The objectives of this study were to compare patterns of mRNA expression, investigate the onset of transcription, and isolate stage-specific and alpha-amanitin-sensitive mRNAs during early bovine development by differential-display-reverse transcription-polymerase chain reaction (DD-RT-PCR). Embryos representing a preattachment developmental series from the 1-cell to the expanded/hatched blastocyst stage were cultured in synthetic oviduct fluid medium + citrate and amino acids (cSOFMaa) with and without alpha-amanitin (100 microg/mL) for 4 and 12 hr. mRNA profiles were displayed by DD-RT-PCR using 5' primers A and N. Total conserved cDNA banding patterns varied according to embryo stage with cDNA band numbers declining during early cleavage stages compared to oocyte values and then increasing in total number from the 6-8-cell stage through to the blastocyst stage. A cDNA banding pattern was established at the 8-16-cell stage that was largely unchanged through to the blastocyst stage. These findings with respect to cDNA banding patterns were conserved between oligo primer sets and experimental replicates. alpha-Amanitin sensitivity was first detected at the 2-5-cell stage but became predominant following the 6-8-cell stage of development to eventually affect the appearance of up to 40% of all cDNA bands by the blastocyst stage.

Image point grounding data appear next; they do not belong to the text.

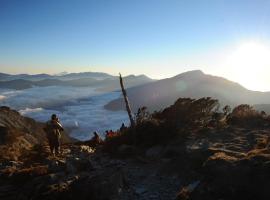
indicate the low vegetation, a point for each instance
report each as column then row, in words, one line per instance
column 185, row 116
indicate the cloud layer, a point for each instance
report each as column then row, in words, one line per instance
column 79, row 109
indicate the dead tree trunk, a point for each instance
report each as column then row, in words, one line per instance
column 132, row 123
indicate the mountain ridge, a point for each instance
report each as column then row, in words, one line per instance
column 192, row 84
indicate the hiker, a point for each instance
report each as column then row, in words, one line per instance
column 53, row 130
column 123, row 128
column 96, row 140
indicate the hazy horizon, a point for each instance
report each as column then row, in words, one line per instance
column 157, row 38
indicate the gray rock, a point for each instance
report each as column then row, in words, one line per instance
column 126, row 150
column 154, row 152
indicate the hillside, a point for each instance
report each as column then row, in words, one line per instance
column 18, row 134
column 173, row 154
column 193, row 84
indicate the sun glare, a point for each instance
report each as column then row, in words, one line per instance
column 249, row 64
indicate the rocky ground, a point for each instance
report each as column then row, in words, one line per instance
column 221, row 164
column 208, row 164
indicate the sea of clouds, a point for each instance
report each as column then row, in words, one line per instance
column 80, row 109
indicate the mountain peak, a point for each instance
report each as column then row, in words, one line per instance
column 193, row 73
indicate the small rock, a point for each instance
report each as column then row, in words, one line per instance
column 154, row 152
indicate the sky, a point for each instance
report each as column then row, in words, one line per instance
column 159, row 38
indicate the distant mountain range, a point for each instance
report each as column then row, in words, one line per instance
column 60, row 76
column 102, row 81
column 194, row 84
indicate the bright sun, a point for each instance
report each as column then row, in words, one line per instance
column 249, row 64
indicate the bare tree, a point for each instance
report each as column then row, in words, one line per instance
column 127, row 102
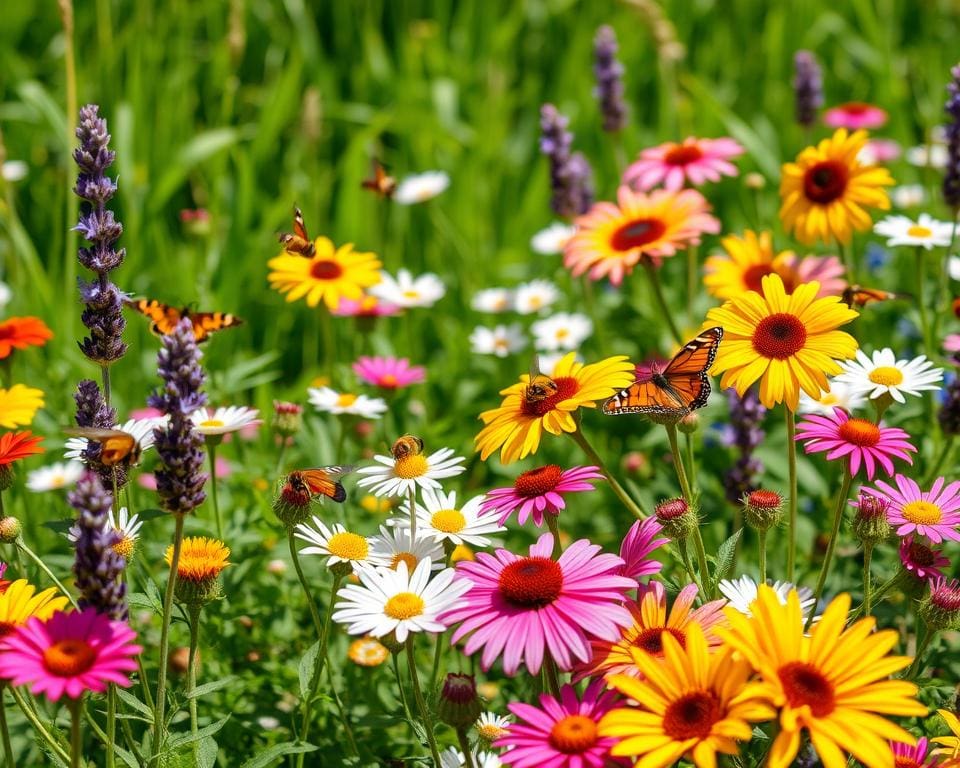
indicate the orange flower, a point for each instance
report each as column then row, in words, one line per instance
column 22, row 332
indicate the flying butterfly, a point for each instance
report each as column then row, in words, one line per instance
column 320, row 481
column 299, row 242
column 164, row 318
column 117, row 448
column 674, row 389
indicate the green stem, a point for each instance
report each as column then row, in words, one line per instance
column 832, row 543
column 580, row 439
column 421, row 704
column 159, row 724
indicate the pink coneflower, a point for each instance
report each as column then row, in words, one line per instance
column 855, row 115
column 560, row 733
column 860, row 440
column 922, row 561
column 388, row 372
column 695, row 161
column 934, row 513
column 523, row 607
column 69, row 653
column 537, row 491
column 638, row 544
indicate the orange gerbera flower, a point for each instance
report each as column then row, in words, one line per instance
column 22, row 332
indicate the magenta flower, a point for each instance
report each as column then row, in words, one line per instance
column 388, row 372
column 860, row 440
column 69, row 653
column 537, row 491
column 934, row 513
column 695, row 161
column 560, row 733
column 523, row 607
column 637, row 544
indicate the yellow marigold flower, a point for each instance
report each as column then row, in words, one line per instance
column 18, row 405
column 823, row 193
column 515, row 427
column 19, row 602
column 329, row 275
column 787, row 341
column 693, row 702
column 835, row 683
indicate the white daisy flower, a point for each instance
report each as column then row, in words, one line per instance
column 882, row 373
column 564, row 330
column 338, row 544
column 926, row 231
column 394, row 545
column 534, row 296
column 421, row 187
column 501, row 340
column 838, row 396
column 330, row 401
column 141, row 429
column 63, row 474
column 406, row 291
column 908, row 195
column 552, row 239
column 398, row 601
column 397, row 477
column 440, row 519
column 492, row 300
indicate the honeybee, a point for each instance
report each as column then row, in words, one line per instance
column 540, row 386
column 299, row 242
column 408, row 445
column 117, row 448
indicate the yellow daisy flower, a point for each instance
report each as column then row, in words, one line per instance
column 18, row 405
column 835, row 683
column 823, row 193
column 693, row 703
column 18, row 603
column 516, row 426
column 329, row 275
column 788, row 341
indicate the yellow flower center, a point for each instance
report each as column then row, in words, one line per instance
column 886, row 376
column 448, row 521
column 410, row 466
column 405, row 605
column 922, row 512
column 348, row 546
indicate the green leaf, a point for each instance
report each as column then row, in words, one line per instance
column 277, row 750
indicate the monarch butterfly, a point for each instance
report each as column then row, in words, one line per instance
column 164, row 318
column 673, row 389
column 320, row 481
column 116, row 446
column 299, row 242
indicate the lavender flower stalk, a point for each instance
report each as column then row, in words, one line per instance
column 808, row 88
column 570, row 175
column 97, row 567
column 609, row 72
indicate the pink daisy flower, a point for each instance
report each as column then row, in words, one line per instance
column 560, row 733
column 638, row 544
column 695, row 161
column 860, row 440
column 934, row 513
column 388, row 372
column 855, row 115
column 69, row 653
column 522, row 607
column 537, row 491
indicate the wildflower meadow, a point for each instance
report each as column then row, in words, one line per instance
column 537, row 384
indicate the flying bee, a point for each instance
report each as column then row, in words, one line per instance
column 299, row 242
column 408, row 445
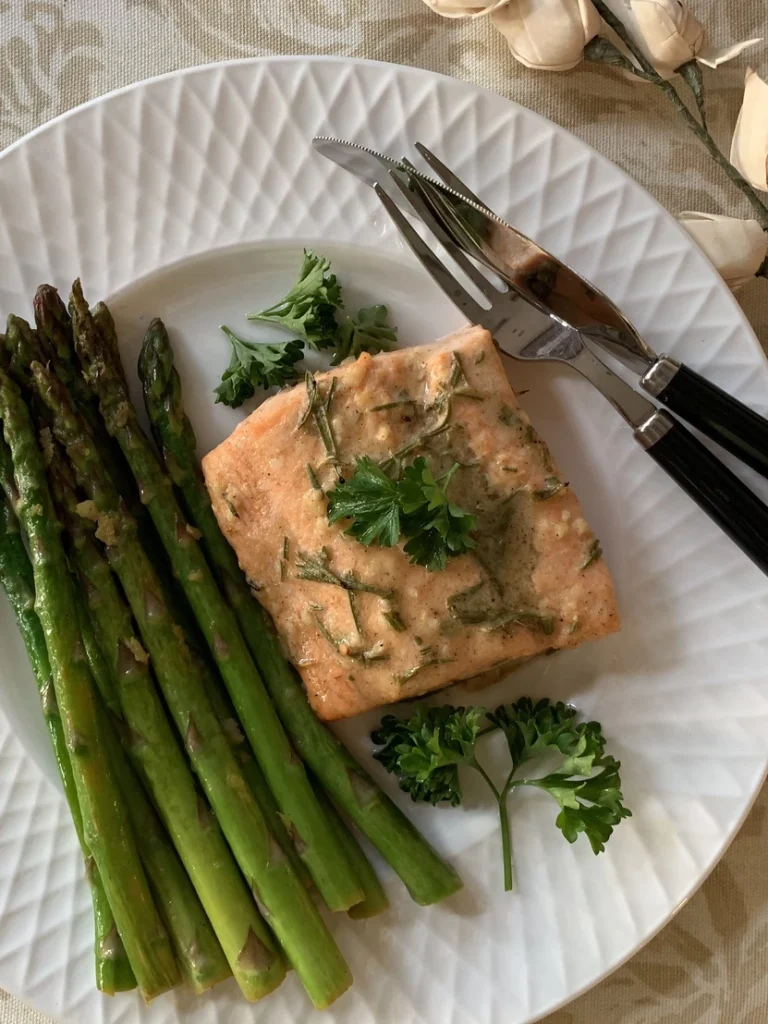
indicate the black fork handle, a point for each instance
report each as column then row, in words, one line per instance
column 738, row 512
column 718, row 415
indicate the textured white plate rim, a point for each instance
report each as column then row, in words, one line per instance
column 366, row 61
column 430, row 75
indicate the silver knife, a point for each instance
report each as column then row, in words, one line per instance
column 554, row 292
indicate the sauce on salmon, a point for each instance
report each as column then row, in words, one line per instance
column 363, row 625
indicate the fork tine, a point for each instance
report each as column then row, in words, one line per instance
column 422, row 199
column 452, row 180
column 458, row 228
column 456, row 292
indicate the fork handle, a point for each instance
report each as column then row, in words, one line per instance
column 738, row 512
column 718, row 415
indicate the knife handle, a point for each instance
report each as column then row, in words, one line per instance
column 736, row 427
column 737, row 511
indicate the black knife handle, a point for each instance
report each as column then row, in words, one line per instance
column 711, row 410
column 737, row 511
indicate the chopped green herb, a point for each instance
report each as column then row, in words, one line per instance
column 330, row 394
column 316, row 568
column 256, row 365
column 370, row 332
column 551, row 487
column 415, row 506
column 308, row 309
column 391, row 404
column 394, row 620
column 375, row 653
column 353, row 610
column 316, row 409
column 509, row 417
column 313, row 478
column 429, row 657
column 424, row 752
column 594, row 553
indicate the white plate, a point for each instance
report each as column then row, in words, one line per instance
column 215, row 164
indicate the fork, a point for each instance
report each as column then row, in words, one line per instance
column 737, row 511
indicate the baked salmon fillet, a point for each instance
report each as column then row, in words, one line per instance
column 363, row 625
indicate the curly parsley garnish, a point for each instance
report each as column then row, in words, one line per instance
column 370, row 332
column 414, row 505
column 308, row 309
column 256, row 365
column 426, row 750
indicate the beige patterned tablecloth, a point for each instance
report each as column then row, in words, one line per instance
column 709, row 966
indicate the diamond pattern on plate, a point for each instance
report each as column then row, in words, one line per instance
column 219, row 156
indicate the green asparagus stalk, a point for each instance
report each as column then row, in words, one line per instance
column 316, row 841
column 227, row 717
column 124, row 675
column 105, row 824
column 426, row 876
column 53, row 347
column 114, row 972
column 200, row 955
column 284, row 900
column 376, row 900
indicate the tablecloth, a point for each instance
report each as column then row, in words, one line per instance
column 709, row 965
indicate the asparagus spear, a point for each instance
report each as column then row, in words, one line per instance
column 105, row 825
column 114, row 972
column 282, row 897
column 320, row 846
column 126, row 681
column 426, row 876
column 258, row 785
column 201, row 957
column 376, row 900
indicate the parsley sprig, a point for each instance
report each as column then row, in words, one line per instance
column 309, row 308
column 426, row 750
column 369, row 332
column 255, row 365
column 414, row 504
column 308, row 311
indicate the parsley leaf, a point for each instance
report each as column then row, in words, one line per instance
column 415, row 505
column 369, row 333
column 255, row 365
column 308, row 309
column 425, row 751
column 435, row 526
column 371, row 499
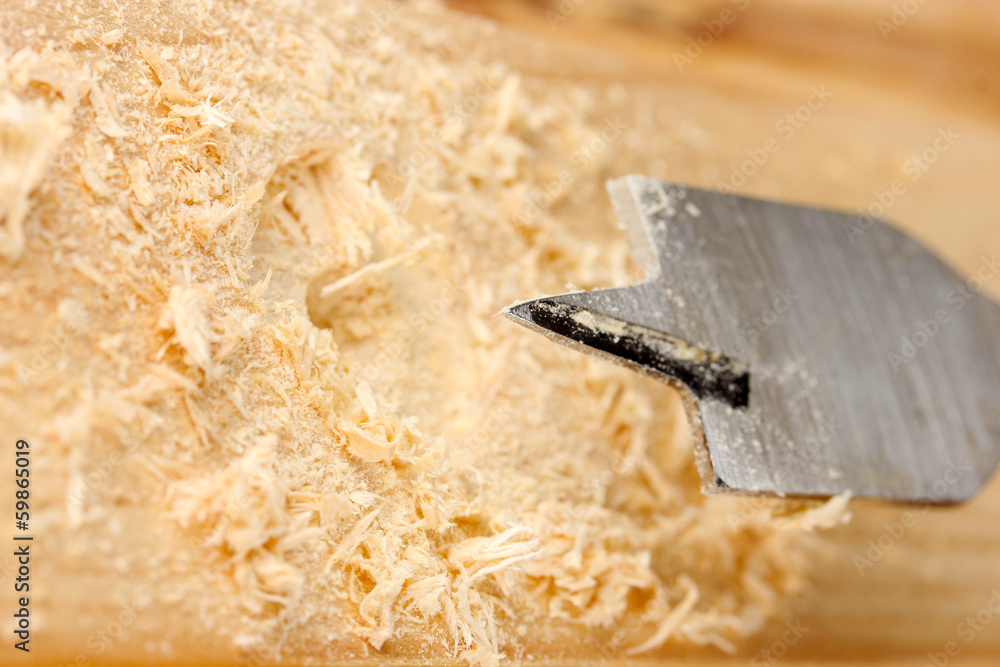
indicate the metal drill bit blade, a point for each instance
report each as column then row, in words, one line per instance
column 821, row 352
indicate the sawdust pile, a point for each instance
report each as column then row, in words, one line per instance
column 251, row 260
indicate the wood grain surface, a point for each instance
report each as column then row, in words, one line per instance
column 898, row 585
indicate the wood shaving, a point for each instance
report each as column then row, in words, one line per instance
column 281, row 420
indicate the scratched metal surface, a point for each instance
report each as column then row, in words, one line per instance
column 816, row 306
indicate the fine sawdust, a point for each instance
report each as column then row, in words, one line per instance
column 251, row 259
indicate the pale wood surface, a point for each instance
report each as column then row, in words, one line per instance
column 890, row 98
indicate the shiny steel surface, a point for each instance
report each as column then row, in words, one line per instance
column 872, row 368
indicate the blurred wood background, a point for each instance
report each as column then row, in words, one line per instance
column 901, row 72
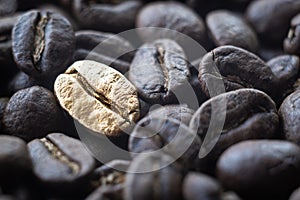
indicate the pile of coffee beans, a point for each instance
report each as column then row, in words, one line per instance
column 219, row 122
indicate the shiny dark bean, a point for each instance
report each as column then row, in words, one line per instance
column 169, row 135
column 227, row 28
column 14, row 161
column 261, row 169
column 106, row 48
column 166, row 182
column 286, row 69
column 270, row 18
column 248, row 114
column 164, row 63
column 170, row 15
column 61, row 163
column 197, row 186
column 43, row 44
column 32, row 112
column 292, row 42
column 239, row 69
column 106, row 16
column 289, row 113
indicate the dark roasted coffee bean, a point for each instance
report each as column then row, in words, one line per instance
column 261, row 169
column 170, row 15
column 161, row 182
column 164, row 63
column 270, row 18
column 107, row 192
column 15, row 163
column 106, row 16
column 7, row 65
column 61, row 163
column 32, row 112
column 239, row 69
column 285, row 68
column 295, row 195
column 227, row 28
column 179, row 112
column 198, row 186
column 230, row 196
column 110, row 101
column 112, row 173
column 106, row 48
column 43, row 44
column 21, row 81
column 267, row 53
column 8, row 7
column 290, row 116
column 292, row 42
column 166, row 134
column 3, row 103
column 6, row 26
column 247, row 114
column 56, row 9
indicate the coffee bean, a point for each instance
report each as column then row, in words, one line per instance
column 112, row 173
column 156, row 184
column 227, row 28
column 8, row 7
column 179, row 112
column 164, row 63
column 61, row 163
column 285, row 68
column 238, row 68
column 292, row 42
column 170, row 15
column 168, row 135
column 106, row 48
column 108, row 99
column 106, row 15
column 261, row 169
column 14, row 161
column 270, row 18
column 289, row 113
column 3, row 103
column 247, row 114
column 32, row 112
column 56, row 9
column 295, row 195
column 21, row 81
column 43, row 44
column 197, row 186
column 107, row 192
column 267, row 53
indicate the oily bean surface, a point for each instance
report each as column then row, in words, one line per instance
column 270, row 19
column 32, row 112
column 106, row 48
column 248, row 114
column 266, row 169
column 164, row 63
column 227, row 28
column 106, row 17
column 43, row 43
column 61, row 162
column 156, row 184
column 238, row 68
column 289, row 113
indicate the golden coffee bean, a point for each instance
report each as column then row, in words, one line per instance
column 98, row 96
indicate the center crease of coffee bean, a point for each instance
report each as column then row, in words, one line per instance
column 160, row 58
column 39, row 40
column 105, row 101
column 59, row 155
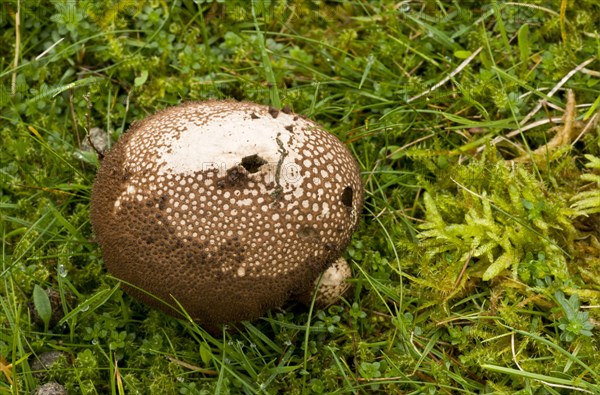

A 12 hr alpha-amanitin treatment was required to effectively block (3)H-uridine incorporation into mRNA in blastocyst stage embryos. Several stage-specific and alpha-amanitin-sensitive cDNAs were isolated and they will be a focus for future studies. In conclusion, DD-RT-PCR is an effective tool for contrasting gene expression patterns and isolating uncharacterized mRNA transcripts during bovine early development. Mol. Reprod. Dev. 55:152-163, 2000.